Extrem rarer Käfer entdeckt

Der Einbecker Märchenwald ist nun der nördlichste bekannte Fundort vom Rotblauen Ulmenprachtkäfer. Die hier im Juli 2015 entdeckte Käferart wurde bisher weder in Niedersachsen nachgewiesen, noch anderswo so weit im Norden.

 
Der Insektenkundler Reiner Theunert untersucht zur Zeit die Nachtschmetterlinge im Märchenwald. Beim Abklopfen des Unterholzes nach Faltern fiel ein Exemplar des Rotblauen Ulmenprachtkäfers in den Fangschirm. Die Larven dieser Käferart entwickeln sich bevorzugt in dünnen Kronenästen alter Ulmen. Nur im Mittelmeergebiet nimmt der eher südöstlich verbreitete Käfer auch mit anderen Baumarten, wie etwa Linden und Zürgelbaum vorlieb.

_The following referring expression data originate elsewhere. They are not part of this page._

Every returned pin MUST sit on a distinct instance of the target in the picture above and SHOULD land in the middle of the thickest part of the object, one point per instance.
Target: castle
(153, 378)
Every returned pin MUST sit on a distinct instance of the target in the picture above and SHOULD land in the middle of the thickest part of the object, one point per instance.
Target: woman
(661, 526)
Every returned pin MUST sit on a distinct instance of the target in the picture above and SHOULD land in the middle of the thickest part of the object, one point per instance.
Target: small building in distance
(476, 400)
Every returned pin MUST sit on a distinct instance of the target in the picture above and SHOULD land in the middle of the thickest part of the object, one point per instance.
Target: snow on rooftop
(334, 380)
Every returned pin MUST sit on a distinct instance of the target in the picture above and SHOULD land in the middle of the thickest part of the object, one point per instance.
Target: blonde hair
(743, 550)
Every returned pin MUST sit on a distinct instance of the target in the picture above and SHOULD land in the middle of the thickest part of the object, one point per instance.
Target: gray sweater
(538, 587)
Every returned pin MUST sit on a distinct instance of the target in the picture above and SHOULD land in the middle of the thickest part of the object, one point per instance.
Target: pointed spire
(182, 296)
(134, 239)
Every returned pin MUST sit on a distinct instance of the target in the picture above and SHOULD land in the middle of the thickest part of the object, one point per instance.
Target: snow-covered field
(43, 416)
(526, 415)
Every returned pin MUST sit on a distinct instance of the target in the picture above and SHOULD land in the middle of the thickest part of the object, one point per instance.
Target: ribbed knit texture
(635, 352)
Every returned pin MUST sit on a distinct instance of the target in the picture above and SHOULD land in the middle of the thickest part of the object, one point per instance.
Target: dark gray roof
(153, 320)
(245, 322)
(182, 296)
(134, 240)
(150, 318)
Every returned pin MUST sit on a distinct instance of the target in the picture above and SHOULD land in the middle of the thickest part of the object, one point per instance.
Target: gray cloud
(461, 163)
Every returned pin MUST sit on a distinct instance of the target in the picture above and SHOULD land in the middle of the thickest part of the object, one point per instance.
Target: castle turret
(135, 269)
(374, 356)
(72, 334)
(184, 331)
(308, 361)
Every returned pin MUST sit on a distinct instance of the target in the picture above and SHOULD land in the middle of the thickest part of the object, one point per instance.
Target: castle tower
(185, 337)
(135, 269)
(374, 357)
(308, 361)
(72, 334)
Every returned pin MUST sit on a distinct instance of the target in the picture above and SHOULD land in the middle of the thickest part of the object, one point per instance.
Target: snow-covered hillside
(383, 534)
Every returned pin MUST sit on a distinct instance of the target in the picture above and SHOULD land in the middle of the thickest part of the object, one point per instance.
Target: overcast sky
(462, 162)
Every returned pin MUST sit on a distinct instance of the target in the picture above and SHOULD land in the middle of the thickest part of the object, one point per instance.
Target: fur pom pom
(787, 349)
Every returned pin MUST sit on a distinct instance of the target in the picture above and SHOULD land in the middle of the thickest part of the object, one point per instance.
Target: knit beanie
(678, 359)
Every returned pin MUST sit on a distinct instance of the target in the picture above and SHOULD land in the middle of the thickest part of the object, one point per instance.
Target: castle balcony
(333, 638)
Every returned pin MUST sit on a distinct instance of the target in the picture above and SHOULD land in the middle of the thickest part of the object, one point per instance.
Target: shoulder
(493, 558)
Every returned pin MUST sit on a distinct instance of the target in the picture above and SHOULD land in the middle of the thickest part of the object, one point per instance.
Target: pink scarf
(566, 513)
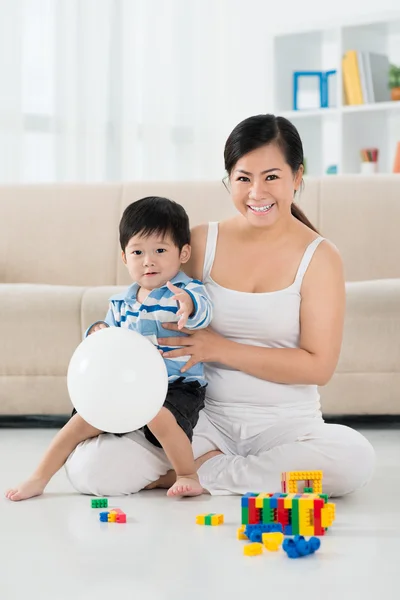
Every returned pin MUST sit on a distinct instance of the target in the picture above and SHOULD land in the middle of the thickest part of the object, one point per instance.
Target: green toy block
(99, 502)
(295, 517)
(268, 512)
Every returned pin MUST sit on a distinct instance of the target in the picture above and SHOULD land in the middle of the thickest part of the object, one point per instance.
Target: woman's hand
(203, 345)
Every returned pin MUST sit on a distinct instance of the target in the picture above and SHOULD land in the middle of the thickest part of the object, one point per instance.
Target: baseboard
(33, 421)
(57, 421)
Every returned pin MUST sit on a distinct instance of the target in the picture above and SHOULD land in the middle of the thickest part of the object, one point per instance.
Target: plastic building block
(254, 532)
(272, 541)
(312, 479)
(306, 514)
(252, 549)
(115, 515)
(121, 518)
(299, 546)
(210, 519)
(241, 534)
(99, 502)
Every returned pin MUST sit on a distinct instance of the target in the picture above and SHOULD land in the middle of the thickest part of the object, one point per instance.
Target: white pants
(109, 465)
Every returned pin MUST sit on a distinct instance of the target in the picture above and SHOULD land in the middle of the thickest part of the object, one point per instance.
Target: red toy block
(282, 513)
(318, 506)
(121, 517)
(254, 514)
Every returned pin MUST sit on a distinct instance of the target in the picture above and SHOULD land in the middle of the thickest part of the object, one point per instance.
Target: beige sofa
(60, 261)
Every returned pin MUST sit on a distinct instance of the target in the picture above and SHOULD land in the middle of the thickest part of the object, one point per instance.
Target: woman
(279, 300)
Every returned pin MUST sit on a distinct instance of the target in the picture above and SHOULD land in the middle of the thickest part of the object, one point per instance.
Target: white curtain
(108, 90)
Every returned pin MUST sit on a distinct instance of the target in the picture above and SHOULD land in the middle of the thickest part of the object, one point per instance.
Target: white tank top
(269, 320)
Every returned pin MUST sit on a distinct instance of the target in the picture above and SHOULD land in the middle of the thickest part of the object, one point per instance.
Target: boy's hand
(185, 302)
(97, 327)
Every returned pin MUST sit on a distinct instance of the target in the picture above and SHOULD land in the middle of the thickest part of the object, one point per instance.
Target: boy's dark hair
(155, 215)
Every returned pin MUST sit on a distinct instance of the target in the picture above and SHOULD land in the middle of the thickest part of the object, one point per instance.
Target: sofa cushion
(59, 234)
(40, 328)
(361, 215)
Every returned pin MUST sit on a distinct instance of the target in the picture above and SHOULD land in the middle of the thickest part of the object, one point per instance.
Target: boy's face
(153, 260)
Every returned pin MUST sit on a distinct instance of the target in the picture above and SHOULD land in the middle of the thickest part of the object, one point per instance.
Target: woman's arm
(321, 328)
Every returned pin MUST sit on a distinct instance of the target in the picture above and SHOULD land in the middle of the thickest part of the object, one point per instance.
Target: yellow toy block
(217, 520)
(200, 519)
(252, 549)
(306, 524)
(288, 501)
(209, 519)
(272, 541)
(241, 534)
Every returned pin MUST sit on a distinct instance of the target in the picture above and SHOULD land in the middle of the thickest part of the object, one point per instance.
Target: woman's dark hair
(155, 215)
(258, 131)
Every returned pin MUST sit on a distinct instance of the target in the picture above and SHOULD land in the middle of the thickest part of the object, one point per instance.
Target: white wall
(192, 69)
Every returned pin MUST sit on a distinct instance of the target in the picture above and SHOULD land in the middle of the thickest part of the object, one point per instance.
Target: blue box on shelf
(320, 94)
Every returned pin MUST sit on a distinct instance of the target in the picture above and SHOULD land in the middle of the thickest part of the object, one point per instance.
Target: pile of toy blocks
(114, 515)
(305, 514)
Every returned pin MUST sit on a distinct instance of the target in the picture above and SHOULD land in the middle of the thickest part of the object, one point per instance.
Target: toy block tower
(312, 480)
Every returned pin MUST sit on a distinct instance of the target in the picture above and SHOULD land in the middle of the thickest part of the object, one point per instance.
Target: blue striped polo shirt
(146, 318)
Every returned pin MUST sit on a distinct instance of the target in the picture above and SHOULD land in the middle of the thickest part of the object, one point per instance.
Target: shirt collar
(131, 292)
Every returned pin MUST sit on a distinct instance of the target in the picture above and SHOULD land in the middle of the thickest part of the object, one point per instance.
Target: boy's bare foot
(167, 480)
(186, 486)
(28, 489)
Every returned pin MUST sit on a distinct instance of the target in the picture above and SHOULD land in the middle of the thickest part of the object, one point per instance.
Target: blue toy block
(245, 499)
(288, 530)
(299, 546)
(273, 501)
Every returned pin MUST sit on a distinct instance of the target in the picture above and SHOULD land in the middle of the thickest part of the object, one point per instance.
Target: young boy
(155, 241)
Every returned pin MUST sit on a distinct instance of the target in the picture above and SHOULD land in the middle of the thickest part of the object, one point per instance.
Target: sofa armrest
(372, 327)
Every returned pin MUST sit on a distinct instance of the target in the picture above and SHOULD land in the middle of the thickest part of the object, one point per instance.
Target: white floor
(55, 548)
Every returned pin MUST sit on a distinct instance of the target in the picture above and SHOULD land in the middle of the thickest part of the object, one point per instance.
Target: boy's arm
(113, 319)
(202, 307)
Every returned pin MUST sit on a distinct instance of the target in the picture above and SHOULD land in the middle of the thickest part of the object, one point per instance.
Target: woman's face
(263, 186)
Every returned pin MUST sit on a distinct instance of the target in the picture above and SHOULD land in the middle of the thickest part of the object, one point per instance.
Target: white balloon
(117, 380)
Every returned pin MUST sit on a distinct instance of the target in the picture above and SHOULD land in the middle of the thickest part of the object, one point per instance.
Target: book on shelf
(365, 77)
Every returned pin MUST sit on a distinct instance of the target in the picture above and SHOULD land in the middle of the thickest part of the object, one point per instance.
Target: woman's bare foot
(28, 489)
(186, 486)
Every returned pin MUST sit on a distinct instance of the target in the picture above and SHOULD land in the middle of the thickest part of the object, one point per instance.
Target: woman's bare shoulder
(198, 240)
(326, 263)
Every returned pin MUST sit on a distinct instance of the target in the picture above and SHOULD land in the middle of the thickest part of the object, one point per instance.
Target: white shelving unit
(335, 135)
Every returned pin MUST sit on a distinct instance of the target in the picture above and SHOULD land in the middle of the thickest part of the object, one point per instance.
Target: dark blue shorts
(184, 400)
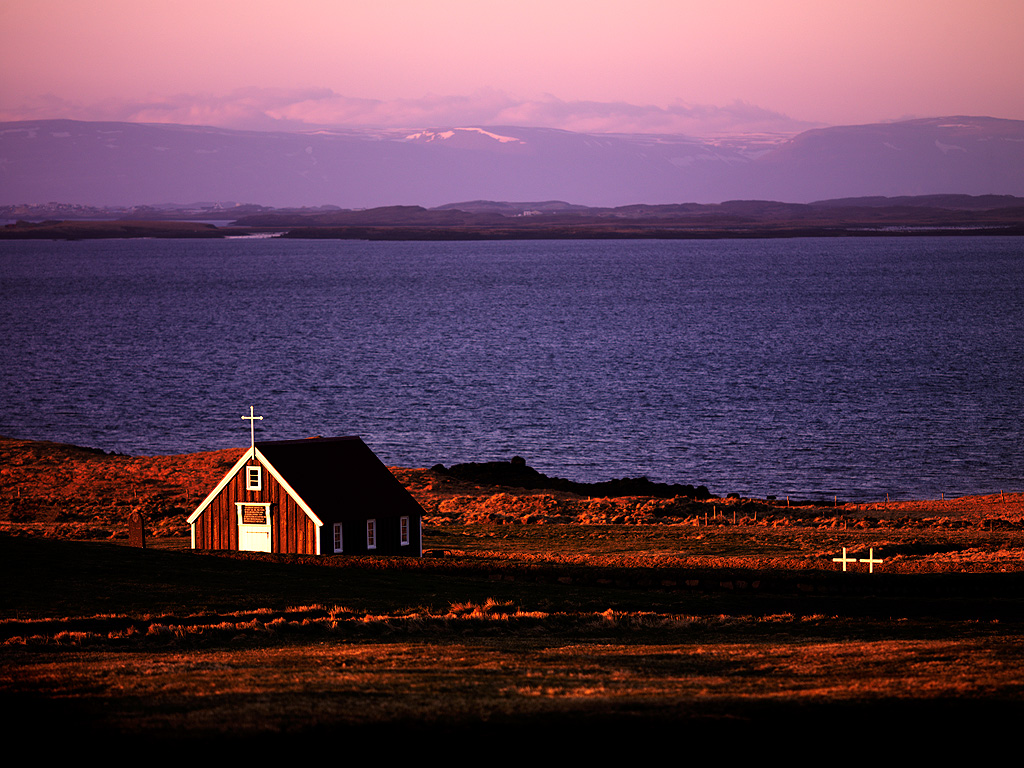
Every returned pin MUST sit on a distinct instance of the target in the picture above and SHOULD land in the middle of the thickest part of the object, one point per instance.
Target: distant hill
(131, 164)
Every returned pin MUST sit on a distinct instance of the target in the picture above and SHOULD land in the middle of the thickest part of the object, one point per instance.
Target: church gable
(309, 497)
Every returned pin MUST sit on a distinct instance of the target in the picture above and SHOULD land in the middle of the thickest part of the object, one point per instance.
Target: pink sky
(599, 65)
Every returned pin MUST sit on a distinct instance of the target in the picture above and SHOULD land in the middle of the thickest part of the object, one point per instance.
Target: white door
(254, 527)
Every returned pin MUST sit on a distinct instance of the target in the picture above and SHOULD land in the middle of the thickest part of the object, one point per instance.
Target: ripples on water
(850, 367)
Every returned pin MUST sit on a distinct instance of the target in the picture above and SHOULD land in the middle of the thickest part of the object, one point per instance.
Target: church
(318, 496)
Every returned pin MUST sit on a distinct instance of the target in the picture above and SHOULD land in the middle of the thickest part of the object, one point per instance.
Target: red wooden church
(311, 497)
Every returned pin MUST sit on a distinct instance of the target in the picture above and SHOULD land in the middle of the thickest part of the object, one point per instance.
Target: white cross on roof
(844, 559)
(252, 423)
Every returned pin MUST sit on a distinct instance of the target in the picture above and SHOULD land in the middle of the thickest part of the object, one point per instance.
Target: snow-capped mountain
(141, 164)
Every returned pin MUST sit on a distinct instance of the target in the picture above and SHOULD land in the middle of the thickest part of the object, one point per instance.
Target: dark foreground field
(166, 646)
(547, 626)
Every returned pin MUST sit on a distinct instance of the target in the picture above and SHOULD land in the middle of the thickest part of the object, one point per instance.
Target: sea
(855, 369)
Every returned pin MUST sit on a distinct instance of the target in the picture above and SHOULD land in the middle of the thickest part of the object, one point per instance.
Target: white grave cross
(844, 559)
(870, 560)
(252, 424)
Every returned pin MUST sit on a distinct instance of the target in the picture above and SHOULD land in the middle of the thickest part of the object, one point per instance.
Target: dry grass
(581, 622)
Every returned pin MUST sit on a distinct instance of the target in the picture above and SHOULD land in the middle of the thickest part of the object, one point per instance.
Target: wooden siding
(388, 537)
(291, 529)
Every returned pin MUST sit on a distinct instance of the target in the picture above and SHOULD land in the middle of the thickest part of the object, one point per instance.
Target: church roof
(337, 474)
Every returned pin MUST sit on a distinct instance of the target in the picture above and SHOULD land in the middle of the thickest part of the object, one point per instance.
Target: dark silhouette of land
(935, 214)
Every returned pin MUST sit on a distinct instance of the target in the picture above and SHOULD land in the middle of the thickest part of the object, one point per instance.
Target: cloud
(281, 109)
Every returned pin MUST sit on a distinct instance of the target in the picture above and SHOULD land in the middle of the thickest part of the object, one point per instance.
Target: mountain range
(131, 164)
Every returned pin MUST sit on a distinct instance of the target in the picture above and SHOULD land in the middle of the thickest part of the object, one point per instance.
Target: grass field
(544, 627)
(164, 644)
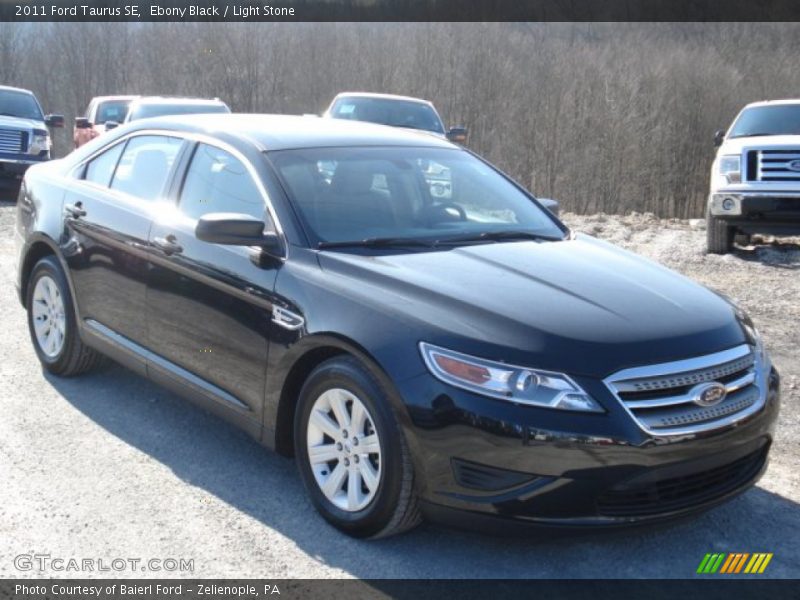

Agrilus auricollis, wie er wissenschaftlich heißt, ist jedenfalls in Deutschland extrem rar und überwiegend am Alpenrand verbreitet. Möglicherweise ist er zusätzlich durch das »Ulmensterben« gefährdet – zumindest ist nicht bekannt, ob er auch bei uns auf andere Wirtsbäume ausweichen kann. Im Märchenwald wachsen noch alte Bergulmen, die allerdings auch schon in der Vitalität beeinträchtigt sind.

Prachtkäfer haben einen schillernden Körper und heißen daher im englischen »jewel beetles« (Edelsteinkäfer) oder »metallic beetles« (Metallische Käfer). Rotblaue Ulmenprachtkäfer werden etwa 8 mm lang.

Theunert fand gleich noch eine weitere von den Bergulmen im Märchenwald abhängige Art: Der Bergulmenspanner (Venusia blomeri = Discoloxia blomeri) ist ein nur rund zweieinhalb Zentimeter großer Nachtfalter, der in der Roten Liste der gefährdeten Schmetterlinge Niedersachsens als "vom Aussterben bedroht" geführt wird.